Angela Philipps, Contributor
Have you been searching for your soulmate for as long as you can remember? Aren't you exhausted from years of dating? Should we all be holding out for the non-existent perfect guy, or hitch ourselves permanently to one now, in case he doesn't come along? Stealing a quote from Lori Gottlieb (Marry Him!) who wrote, "It is like musical chairs - when do you take a seat, any seat, just so you're not left standing alone?"
I have written many articles about the empowerment of women and how we don't need a man in our lives to be happy, succeed or live. I have argued that one must hold out for true love and not settle for a relationship that is not quite right. However, in the light of day, so to speak, I realise that it's not as simple as all that.
Less appealing
As women age, we become less appealing - parts of our bodies aren't as pert as they used to be, the odd facial hair grows longer than the rest, our necks are permanently wrinkled (as are our hands, chests and faces), and we aren't as 'fit' as we were in our 20s. Yet, a 40, 50, 60 and even 70-something fellow looks more distinguished. Think Harrison Ford, Roger Moore, Sean Connery, Will Smith, Denzel Washington, as opposed to Whoopi Goldberg, Liz Taylor, Joan Collins and Lauren Bacall. And don't be fooled ... the likes of Halle Berry, Julia Roberts, Cameron Diaz and Jennifer Aniston might all be absolutely beautiful now, but give them a few years.

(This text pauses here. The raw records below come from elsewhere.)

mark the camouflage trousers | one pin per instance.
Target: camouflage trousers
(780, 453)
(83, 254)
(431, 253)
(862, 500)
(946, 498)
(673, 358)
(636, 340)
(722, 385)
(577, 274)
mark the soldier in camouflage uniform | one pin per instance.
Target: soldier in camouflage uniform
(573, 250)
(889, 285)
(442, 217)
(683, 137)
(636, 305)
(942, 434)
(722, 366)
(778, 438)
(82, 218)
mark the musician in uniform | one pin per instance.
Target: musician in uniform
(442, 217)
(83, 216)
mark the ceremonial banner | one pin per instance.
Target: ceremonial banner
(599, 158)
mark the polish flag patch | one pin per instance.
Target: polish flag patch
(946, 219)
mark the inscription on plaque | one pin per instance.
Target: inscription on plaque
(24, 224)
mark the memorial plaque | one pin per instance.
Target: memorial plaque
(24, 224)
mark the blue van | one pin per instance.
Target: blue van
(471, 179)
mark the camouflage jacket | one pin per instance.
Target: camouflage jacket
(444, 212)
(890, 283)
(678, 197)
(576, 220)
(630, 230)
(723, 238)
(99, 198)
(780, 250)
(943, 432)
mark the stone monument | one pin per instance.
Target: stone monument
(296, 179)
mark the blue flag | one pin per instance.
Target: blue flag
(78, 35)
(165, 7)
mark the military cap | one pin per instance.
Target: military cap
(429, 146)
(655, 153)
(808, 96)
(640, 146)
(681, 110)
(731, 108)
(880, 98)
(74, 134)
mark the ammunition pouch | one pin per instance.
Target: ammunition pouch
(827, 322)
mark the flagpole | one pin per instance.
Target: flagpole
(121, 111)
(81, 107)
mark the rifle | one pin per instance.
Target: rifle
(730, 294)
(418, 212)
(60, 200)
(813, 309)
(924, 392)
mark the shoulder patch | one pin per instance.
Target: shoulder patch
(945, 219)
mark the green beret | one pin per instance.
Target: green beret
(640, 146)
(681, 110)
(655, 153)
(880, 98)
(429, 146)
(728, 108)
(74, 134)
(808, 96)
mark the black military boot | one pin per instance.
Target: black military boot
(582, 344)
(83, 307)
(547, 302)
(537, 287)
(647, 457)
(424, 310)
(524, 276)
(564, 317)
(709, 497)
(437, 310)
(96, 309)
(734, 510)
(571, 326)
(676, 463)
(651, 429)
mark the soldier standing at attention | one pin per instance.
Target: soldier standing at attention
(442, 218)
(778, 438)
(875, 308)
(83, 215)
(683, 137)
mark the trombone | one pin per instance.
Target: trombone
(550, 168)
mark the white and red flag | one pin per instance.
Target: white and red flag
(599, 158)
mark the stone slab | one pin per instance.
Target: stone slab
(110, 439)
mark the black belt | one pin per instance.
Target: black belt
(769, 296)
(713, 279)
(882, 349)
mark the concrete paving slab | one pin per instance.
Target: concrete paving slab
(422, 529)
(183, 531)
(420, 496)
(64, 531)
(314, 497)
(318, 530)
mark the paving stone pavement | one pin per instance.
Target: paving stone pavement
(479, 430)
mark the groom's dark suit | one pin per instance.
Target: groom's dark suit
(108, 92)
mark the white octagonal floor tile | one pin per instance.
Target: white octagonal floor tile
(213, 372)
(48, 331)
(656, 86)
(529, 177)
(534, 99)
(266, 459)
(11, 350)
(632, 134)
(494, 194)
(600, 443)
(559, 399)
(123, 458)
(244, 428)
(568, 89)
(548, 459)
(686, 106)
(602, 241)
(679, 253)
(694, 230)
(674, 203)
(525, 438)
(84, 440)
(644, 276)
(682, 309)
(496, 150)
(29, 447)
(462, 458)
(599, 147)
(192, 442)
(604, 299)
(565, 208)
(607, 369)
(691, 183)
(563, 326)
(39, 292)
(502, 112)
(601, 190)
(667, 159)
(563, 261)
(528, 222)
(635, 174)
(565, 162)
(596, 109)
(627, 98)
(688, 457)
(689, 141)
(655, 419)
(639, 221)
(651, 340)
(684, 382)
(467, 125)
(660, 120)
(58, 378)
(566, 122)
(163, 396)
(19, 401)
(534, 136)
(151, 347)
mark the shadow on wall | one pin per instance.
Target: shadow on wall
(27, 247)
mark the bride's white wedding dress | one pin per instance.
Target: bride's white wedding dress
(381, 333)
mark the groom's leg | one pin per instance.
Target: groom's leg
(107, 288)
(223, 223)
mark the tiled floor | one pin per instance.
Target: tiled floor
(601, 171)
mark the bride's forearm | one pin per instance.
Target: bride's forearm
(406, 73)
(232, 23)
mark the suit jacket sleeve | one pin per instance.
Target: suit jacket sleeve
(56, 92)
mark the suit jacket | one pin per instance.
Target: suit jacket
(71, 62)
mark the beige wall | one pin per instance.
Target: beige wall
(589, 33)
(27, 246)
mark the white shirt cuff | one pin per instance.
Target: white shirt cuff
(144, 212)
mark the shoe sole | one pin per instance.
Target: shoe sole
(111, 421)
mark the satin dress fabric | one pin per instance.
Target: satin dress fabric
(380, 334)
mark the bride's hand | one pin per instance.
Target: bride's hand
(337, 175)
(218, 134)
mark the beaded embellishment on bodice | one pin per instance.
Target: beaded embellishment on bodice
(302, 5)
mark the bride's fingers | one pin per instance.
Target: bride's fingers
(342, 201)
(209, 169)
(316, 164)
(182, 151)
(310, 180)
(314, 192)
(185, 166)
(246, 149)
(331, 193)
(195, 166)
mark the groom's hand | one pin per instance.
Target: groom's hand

Listen, I don't make up the rules. However, for some reason, the younger woman appeals to older men. The only logical explanation is that they're physically in better shape than the more experienced ones! So, does this mean that if we wait we'll be 'cutting of our noses to spite our faces'? Is that such a terrible fate, being alone?
For many ladies it is. It's in our biological make-up, minds and hearts that we must produce offspring. There's a burning desire in many of us to be pregnant, hold our babies and raise them into adulthood. Our search for a mate is not necessarily because we want to be with that one true love, but to facilitate our urge to be a mother. The key is to decide which is more important. Or perhaps we don't have to choose ... can we have both?
It's not that we can't, but maybe we don't know what to look for anymore. The longer that one is 'on the market', the pickier one may become. A young girl's ideals at 20 years old are quite different to those when she hits 35 and older. The former might be starry-eyed and dreamy about fairy tales, but the latter is so jaded that she finds faults in everyone.
Sensible one
Does it matter that the fellow you marry is not the smartest, funniest, and coolest on the block? Surely, a sensible one, who treats you kindly and is fantastic with children is who you should be with? This way, you are certain that you'll be 'looked after' well and that your kids will have a great father. OK, so you might not have passion in the bedroom, but how long does this last in anyone's marriage? If you keep leaving when the lust goes, then you'll never stop. If you continue walking away from every little fault, then you'll never truly be giving anyone a chance, or yourself actually.
Happiness is a state of mind. Sure, there are some people who bring it out of us more than others, and I am not for a minute expecting any of you single gals out there to be with a lad who makes you miserable. Remember, though, that insane and mad love is painful! SO, please don't throw this article in the garbage quite yet. Read it again and think about what I'm saying. Could you be with Mr Good Enough?